A slightly more readable figure can be achieved as follows:

plot(nj_tree_bs)
nodelabels(nj_tree_bs$node.label)

Take a look on how the tree looks like in the Newick format:

write.tree(nj_tree_bs)

Using maximum likelihood for phylogeny reconstruction

As noted, ML methods do not actually reconstruct a tree per se. Rather, they are able to provide a measure called likelihood which allows us to decide which tree is better.

We can now calculate the likelihood function and the AIC (Akaike Information Criterion) on the NJ tree we have constructed. Note that we must use the msa_phydat object:

nj_tree_pml <- pml(nj_tree, msa, model="Blosum62")
nj_tree_pml

## model: Blosum62 
## loglikelihood: -1889.648 
## unconstrained loglikelihood: -670.3362 
## Rate matrix: Blosum62

AIC(nj_tree_pml)

## [1] 3817.296

Note that nj_tree_pml is no longer an object of class phylo: pml added extra information to that tree. The actual tree is stored in nj_tree_pml$tree. Yeah, I know it is confusing. Welcome to R and bioinformatics!

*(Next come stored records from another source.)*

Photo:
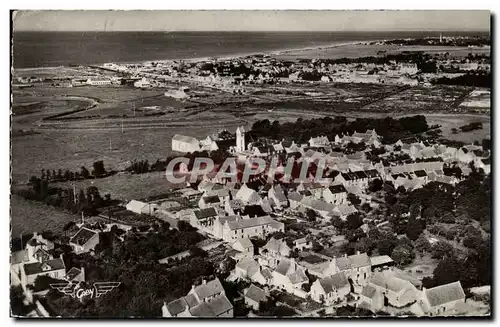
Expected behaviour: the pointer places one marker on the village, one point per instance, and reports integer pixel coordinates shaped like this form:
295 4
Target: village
298 246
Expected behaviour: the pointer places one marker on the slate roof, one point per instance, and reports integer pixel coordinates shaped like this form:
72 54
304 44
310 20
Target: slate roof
444 294
37 267
336 281
254 210
245 242
390 282
278 193
353 261
380 260
135 205
255 293
371 173
251 222
177 306
316 204
420 173
82 236
337 189
73 273
211 288
211 199
205 213
236 204
276 246
369 291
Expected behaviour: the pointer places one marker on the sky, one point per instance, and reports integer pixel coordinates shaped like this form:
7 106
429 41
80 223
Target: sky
161 20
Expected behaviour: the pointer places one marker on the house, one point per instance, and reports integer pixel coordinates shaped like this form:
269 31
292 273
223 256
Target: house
209 201
54 268
289 276
335 194
84 240
248 196
319 141
398 292
441 300
237 227
356 267
204 217
207 300
381 261
370 298
246 268
276 248
140 207
244 245
344 210
254 296
185 144
277 194
29 250
234 207
331 289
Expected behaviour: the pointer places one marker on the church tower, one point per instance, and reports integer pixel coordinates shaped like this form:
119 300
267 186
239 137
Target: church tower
240 139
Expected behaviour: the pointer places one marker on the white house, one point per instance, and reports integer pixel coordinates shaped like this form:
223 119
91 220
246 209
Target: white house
84 240
185 144
207 300
399 292
331 289
254 296
335 194
441 300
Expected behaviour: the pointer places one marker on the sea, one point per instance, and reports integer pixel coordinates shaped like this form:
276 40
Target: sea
52 49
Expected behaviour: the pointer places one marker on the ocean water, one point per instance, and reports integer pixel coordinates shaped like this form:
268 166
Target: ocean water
48 49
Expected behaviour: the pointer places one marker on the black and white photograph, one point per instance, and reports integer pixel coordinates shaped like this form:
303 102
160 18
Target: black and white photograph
240 164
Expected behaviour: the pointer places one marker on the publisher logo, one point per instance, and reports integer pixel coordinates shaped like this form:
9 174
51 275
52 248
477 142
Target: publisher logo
81 291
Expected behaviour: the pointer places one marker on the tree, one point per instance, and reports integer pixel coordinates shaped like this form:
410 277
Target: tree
414 228
354 199
422 244
99 169
402 255
354 221
84 172
375 185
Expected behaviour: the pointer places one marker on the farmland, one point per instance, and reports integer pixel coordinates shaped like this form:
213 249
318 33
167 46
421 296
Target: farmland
29 216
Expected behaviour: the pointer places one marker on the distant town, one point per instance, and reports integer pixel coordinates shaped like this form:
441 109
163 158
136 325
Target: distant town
399 226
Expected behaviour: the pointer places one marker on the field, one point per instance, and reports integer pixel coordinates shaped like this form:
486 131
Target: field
29 216
448 122
126 187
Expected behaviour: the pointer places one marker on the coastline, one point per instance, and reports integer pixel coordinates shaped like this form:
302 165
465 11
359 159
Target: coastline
219 57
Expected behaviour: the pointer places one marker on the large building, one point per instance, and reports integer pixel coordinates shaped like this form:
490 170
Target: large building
207 300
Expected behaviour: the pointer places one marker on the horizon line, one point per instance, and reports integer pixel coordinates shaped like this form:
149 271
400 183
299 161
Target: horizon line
267 31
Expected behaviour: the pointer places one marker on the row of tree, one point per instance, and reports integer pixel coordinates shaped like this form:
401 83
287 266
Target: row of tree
98 171
88 201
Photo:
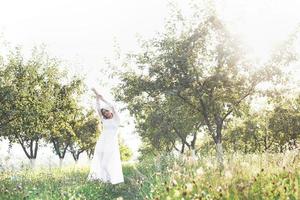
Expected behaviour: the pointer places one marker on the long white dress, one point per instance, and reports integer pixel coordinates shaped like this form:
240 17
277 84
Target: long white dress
106 163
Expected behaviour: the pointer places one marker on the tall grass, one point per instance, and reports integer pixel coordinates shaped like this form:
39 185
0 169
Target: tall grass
253 176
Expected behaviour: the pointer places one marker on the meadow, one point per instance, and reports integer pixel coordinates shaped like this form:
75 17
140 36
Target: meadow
253 176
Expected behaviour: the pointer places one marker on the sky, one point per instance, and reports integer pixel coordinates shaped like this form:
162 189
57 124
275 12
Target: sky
84 33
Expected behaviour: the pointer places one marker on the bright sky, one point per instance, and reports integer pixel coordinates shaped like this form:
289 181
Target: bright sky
82 33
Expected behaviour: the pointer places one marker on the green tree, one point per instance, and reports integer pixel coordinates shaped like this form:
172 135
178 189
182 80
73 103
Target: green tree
26 99
201 65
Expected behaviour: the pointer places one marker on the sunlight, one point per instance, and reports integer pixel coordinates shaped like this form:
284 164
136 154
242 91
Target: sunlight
261 24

AIC, Akaike Information Criterion is a measure which can be used to optimize a model; it represents the compromise between the number of parameters and the goodness of fit:

\[AIC \stackrel{\text{def}}{=} 2\cdot k - 2\cdot \log{L}\]

Where $L$ is the log-likelihood function and k is the number of parameters.

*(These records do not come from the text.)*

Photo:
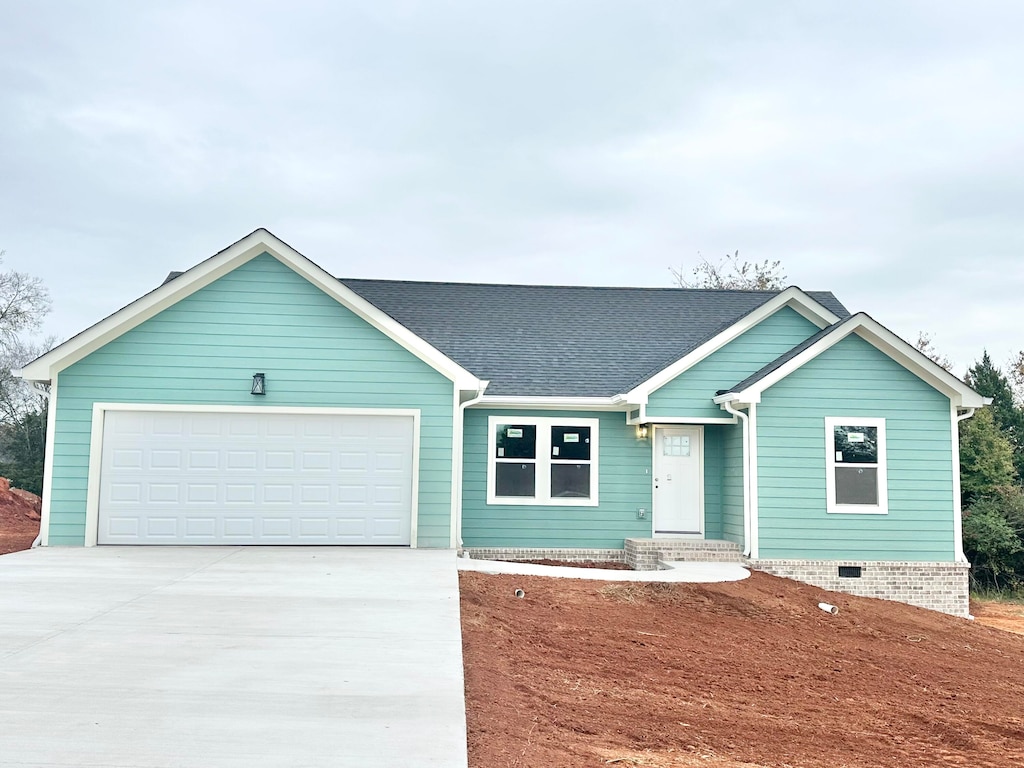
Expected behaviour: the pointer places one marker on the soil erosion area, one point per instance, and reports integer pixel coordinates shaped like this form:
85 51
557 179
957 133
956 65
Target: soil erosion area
579 674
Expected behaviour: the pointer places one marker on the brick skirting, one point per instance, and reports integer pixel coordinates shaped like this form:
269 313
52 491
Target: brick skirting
938 586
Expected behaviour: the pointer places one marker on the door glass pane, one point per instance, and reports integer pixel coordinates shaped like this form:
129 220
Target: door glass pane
515 479
857 485
516 441
570 480
676 444
856 444
570 442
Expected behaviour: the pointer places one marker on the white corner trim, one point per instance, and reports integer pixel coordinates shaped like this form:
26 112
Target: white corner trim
459 459
47 496
755 491
96 445
886 342
792 297
955 419
261 241
832 507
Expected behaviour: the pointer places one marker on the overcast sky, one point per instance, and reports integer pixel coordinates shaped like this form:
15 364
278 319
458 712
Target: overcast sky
876 148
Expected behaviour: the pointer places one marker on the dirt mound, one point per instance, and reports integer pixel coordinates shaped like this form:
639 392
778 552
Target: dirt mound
750 673
18 517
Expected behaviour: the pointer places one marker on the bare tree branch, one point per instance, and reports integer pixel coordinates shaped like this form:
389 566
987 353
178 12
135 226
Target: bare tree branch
925 346
731 274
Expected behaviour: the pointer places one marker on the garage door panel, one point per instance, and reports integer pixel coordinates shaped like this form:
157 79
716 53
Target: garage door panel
255 478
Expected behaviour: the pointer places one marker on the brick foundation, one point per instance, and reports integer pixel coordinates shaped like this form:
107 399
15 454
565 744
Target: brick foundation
938 586
649 554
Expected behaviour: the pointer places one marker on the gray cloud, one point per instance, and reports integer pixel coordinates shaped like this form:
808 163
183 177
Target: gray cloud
875 148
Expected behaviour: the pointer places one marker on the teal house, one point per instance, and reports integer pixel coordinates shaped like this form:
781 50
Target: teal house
256 399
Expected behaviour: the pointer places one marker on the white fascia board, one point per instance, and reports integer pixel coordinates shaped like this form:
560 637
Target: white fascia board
792 297
218 265
886 342
569 403
734 398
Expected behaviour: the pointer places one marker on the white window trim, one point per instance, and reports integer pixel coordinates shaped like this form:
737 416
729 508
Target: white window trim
544 425
882 508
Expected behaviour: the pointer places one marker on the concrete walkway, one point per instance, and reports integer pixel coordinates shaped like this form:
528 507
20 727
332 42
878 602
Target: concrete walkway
230 656
679 571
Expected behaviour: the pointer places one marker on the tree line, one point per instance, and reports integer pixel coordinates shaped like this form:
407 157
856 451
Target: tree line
991 441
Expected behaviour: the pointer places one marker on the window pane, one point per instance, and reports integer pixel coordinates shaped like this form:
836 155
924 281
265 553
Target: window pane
516 441
856 485
570 480
856 444
514 479
676 444
570 442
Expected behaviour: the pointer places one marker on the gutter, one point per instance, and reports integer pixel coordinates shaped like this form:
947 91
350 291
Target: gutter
747 473
958 555
457 489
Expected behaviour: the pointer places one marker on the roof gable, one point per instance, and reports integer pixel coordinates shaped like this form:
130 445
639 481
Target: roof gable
875 334
551 341
174 290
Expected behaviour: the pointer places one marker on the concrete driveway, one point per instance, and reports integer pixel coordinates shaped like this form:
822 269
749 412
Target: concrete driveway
230 656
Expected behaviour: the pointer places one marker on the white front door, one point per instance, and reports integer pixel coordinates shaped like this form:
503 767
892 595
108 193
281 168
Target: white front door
678 481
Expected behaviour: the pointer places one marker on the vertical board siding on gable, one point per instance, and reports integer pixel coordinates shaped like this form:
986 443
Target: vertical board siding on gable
625 485
854 379
261 316
690 393
732 482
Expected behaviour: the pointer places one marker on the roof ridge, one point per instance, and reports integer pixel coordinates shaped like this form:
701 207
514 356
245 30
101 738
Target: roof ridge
659 289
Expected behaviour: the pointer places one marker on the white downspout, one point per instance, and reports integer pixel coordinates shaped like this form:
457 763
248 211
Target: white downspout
957 506
747 475
459 459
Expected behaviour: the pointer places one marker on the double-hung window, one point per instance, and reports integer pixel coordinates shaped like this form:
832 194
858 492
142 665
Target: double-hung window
855 465
537 460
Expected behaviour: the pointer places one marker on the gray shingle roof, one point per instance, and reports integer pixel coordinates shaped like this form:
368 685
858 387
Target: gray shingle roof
783 358
563 341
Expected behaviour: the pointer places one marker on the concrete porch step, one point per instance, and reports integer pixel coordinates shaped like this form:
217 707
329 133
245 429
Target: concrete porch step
648 554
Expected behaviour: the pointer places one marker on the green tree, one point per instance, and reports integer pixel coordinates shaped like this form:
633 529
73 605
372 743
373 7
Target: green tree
986 457
991 544
23 446
989 381
731 274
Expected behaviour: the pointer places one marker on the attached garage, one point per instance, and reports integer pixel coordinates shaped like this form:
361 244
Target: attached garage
251 476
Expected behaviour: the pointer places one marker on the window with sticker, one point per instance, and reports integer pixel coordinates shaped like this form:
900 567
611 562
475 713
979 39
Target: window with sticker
542 461
855 465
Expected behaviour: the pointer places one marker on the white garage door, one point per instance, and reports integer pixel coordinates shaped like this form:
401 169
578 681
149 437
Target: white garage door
170 477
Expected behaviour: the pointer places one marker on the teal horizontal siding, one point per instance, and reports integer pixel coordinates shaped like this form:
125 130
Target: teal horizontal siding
854 379
204 349
732 482
690 393
714 461
625 485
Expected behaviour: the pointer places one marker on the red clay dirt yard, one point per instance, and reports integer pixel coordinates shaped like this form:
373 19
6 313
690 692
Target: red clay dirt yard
18 518
579 674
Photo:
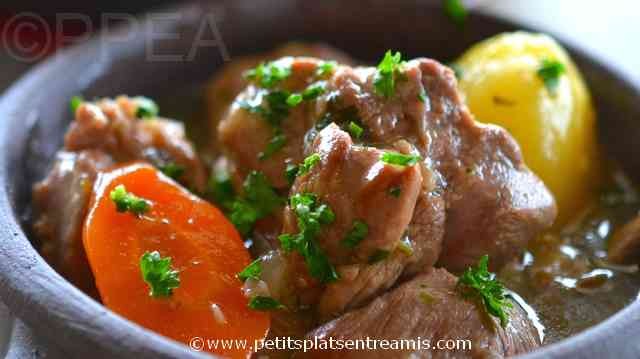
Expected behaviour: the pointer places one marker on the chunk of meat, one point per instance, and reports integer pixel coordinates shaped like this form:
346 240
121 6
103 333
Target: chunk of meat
493 203
244 135
103 134
429 308
112 127
229 81
624 245
61 202
356 185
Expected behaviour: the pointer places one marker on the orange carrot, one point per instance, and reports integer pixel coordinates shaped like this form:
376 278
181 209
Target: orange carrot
205 249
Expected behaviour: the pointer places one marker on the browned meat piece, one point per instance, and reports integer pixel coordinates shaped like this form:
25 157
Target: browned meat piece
244 135
61 202
624 245
104 133
476 190
429 308
494 204
229 81
112 127
356 185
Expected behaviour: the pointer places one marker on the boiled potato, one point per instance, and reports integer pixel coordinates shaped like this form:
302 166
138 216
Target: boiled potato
555 125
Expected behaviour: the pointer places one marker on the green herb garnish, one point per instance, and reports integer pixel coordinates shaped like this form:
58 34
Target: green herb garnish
399 159
75 102
358 232
128 202
253 271
147 108
290 172
268 75
157 273
550 72
259 201
378 255
385 80
355 130
311 215
477 282
263 303
456 11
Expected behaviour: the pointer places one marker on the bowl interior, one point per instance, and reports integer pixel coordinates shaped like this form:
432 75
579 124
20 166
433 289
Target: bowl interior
39 113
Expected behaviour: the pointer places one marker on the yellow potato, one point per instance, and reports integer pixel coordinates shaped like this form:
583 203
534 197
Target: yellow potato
555 128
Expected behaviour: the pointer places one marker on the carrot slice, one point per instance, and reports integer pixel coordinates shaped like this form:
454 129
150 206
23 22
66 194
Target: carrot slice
204 247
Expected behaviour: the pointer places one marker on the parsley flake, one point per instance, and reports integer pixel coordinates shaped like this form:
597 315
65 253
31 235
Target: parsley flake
358 232
355 130
456 11
157 273
75 102
399 159
388 68
253 271
128 202
311 215
268 75
550 72
480 284
147 108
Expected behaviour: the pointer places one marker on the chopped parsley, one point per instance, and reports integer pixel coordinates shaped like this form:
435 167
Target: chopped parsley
550 72
128 202
358 232
378 255
326 68
147 108
75 102
355 130
220 189
290 172
388 68
275 144
268 75
294 99
405 246
172 169
157 273
264 303
259 201
480 284
311 215
456 11
253 270
399 159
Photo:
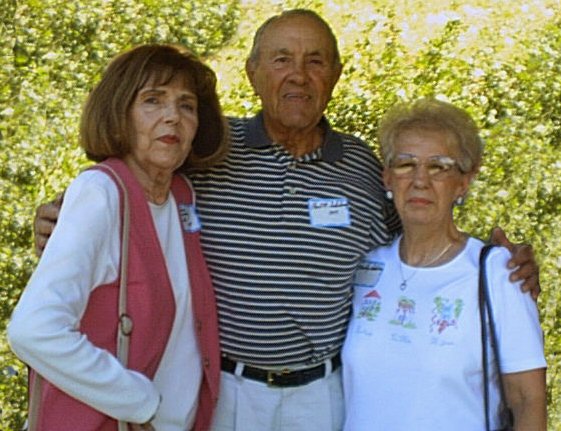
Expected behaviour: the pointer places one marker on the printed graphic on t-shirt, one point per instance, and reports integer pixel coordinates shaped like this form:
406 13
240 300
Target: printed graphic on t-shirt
445 314
370 306
189 218
404 313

The lower AIC, the better.

However, this is still our boring NJ-generated tree. We can try to find a better one, using some heuristics which starts with an initial tree and then tries to improve it:

ml_tree <- optim.pml(nj_tree_pml, model="JTT", 
                     rearrangement="NNI")
ml_tree
AIC(ml_tree)

par(mfrow=c(1,2))
plot(nj_tree)
plot(ml_tree)

What differences do you see?

Exercise 4.

There are various models (both for nucleic acids and for protein sequences). For example, for amino acid sequences there are the models Blosum62, Jones-Taylor-Thornton (JTT), Dayhoff (of the PAM matrix fame), Whelan and Goldman (WAG). Try all of them; which of them fits the data best? (the higher the log likelihood, the better; the lower the AIC, the better). You can find out what all the models are via ?optim.pml.
Plot all the trees you have created in the previous point (WAG, JTT, Dayhoff, Blosum62) and compare them to the NJ tree.

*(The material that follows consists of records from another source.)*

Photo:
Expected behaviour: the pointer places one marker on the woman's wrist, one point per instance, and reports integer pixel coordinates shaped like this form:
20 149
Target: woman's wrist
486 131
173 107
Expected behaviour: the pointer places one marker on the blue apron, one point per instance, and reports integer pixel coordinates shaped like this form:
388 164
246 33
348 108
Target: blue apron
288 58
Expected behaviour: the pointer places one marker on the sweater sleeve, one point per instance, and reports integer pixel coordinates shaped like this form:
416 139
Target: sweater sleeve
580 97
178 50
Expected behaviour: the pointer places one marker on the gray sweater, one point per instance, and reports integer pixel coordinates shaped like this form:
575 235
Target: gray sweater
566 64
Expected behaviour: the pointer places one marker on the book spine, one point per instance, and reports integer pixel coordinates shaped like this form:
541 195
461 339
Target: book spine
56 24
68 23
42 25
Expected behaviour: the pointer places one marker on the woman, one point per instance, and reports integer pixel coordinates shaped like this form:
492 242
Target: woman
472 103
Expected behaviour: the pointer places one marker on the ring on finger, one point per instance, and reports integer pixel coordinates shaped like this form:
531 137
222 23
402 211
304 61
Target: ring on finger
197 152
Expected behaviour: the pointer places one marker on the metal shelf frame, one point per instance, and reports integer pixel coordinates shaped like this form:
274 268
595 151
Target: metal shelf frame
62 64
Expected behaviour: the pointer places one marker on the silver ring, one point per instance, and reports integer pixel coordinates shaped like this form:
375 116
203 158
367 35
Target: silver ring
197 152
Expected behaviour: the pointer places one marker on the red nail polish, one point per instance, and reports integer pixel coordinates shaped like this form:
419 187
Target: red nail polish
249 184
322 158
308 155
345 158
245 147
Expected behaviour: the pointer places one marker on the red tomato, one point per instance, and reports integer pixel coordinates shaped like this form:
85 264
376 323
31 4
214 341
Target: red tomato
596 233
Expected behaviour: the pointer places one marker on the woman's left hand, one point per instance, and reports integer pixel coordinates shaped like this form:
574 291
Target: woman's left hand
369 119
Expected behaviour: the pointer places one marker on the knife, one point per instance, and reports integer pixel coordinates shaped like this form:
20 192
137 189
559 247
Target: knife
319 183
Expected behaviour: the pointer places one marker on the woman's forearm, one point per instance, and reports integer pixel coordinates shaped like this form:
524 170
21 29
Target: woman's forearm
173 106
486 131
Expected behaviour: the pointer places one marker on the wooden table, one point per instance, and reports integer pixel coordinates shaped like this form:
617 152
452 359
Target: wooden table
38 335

Bootstrapping the ML tree (optional)

We are going to use a bootstrapping function from the phangorn package. The plotBS function not only plots the tree, it also returns a tree with the node labels.

boot_ml <- bootstrap.pml(ml_tree)
boot_tree <- plotBS(ml_tree$tree, boot_ml, type="none")
plot(boot_tree)
nodelabels(boot_tree$node.label)

As you can see, ML is pretty sure about its result – all bootstrap values are 100! However, it is also wrong, since horse should be in one group with cattle.

Homework 4.

Use the data from https://january3.github.io/Bioinformatics/Practicals/practicals_02/data/globin.aln to reconstruct phylogeny using a suitable amino acid substitution model. As outgroups, use the sequence of myoglobin (MYG_HUMAN). Just like in case of homework 3, you are expected to provide an Rmd file which can be compiled without errors.